# Stock brute 750 jets???



## Litenyaup (Aug 28, 2011)

What size jets r in a 750 stock? I snorkeled my bike n it is running rich loading up n backfiring. I think I need to rejet the bike but need to know the stick size. 

What jet kits are the best to use and or should I just take it to the Kawi dealer?


----------



## dookie (Mar 24, 2011)

Stock jets are 152 front 158 rear 38 piolts. What size airbox snork did you run?


----------



## Litenyaup (Aug 28, 2011)

2" mimb. I have a k&n filter..... I don't have any other upgrades.

Also do the jet kits come with various jet sizes or do I need to buy multiples and plug n play to see what size works the best?


----------



## JLOWERY (Jan 30, 2010)

Your jet kit will come with multiple sizes mine came with 132-165 but those aren't OEM jet sizes I think OEM is flow rate and aftermarket is decibel rate.
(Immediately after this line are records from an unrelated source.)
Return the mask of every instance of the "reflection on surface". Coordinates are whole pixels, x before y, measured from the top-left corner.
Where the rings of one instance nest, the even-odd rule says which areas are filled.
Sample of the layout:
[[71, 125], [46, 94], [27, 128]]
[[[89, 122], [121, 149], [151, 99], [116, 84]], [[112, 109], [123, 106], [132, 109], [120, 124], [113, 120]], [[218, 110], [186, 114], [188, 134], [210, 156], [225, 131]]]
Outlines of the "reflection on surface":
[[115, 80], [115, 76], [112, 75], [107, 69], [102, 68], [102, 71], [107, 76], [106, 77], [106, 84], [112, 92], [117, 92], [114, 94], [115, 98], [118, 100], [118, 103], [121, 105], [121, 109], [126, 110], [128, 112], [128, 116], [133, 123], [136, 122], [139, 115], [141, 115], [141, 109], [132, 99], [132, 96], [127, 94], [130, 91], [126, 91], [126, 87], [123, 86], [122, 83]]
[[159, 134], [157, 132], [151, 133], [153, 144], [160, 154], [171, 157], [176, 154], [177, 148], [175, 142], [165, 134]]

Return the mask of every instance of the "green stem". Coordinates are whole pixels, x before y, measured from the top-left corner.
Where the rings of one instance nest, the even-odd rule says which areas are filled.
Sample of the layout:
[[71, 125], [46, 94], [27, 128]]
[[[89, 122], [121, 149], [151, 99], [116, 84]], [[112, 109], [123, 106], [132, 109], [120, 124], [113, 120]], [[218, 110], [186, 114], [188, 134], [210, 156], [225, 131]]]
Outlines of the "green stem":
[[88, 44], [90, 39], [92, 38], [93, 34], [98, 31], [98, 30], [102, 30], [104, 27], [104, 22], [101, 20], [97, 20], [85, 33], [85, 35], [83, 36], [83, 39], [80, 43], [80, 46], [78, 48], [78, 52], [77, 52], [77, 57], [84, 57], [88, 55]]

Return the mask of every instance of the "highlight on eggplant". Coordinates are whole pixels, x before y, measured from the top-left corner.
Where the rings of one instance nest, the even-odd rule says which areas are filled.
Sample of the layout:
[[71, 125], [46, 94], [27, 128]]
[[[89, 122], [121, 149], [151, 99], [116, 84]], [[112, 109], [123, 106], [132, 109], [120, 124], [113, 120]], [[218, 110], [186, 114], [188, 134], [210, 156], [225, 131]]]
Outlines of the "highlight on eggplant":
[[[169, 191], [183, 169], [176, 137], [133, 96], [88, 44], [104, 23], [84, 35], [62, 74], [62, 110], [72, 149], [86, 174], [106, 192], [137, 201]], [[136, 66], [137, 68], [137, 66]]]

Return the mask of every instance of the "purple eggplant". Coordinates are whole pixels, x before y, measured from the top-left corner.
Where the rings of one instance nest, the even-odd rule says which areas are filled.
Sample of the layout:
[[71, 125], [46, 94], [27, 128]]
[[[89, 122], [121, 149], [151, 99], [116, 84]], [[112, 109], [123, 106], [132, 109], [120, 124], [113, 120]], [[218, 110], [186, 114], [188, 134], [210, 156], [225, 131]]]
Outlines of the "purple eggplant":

Sent from my DROID X2 using Tapatalk


----------



## Litenyaup (Aug 28, 2011)

JLOWERY said:


> Your jet kit will come with multiple sizes mine came with 132-165 but those aren't OEM jet sizes I think OEM is flow rate and aftermarket is decibel rate.
> 
> Sent from my DROID X2 using Tapatalk


Is it a pain to rejet ur bike? What kit did u get?


----------



## Graves650i (Aug 30, 2011)

I had the dealer do mine and they charged 120 with out the jet kit which i ordered my self, but i helped my duddy do his and it was much easier than i thought. Use the guide that is on the forum, it helped us out alot. I bought the dyno jet kit and it worked fine


----------



## dookie (Mar 24, 2011)

I use factory jets. Do some searching on here on what other people use for jets with ur same mods. Not hard at all


----------



## Litenyaup (Aug 28, 2011)

So they have different size factory (OEM) jets for brutes? What is the price diff between a dyne kit and factory jets?


----------



## Litenyaup (Aug 28, 2011)

Ok so just called the local kawi dealer n he said they could do it but it would be $98 per hour and he didn't know how long it would take. 

Looks like I'll be doin it myself. Does anyone on here have the same setup and what size jets did u use? 

What I'm getting is it at 1/4 throttle I'm getting popping and backfires. On deceleration im getting backfires. 

Just dont want to hurt anything and want it fixed...lol


----------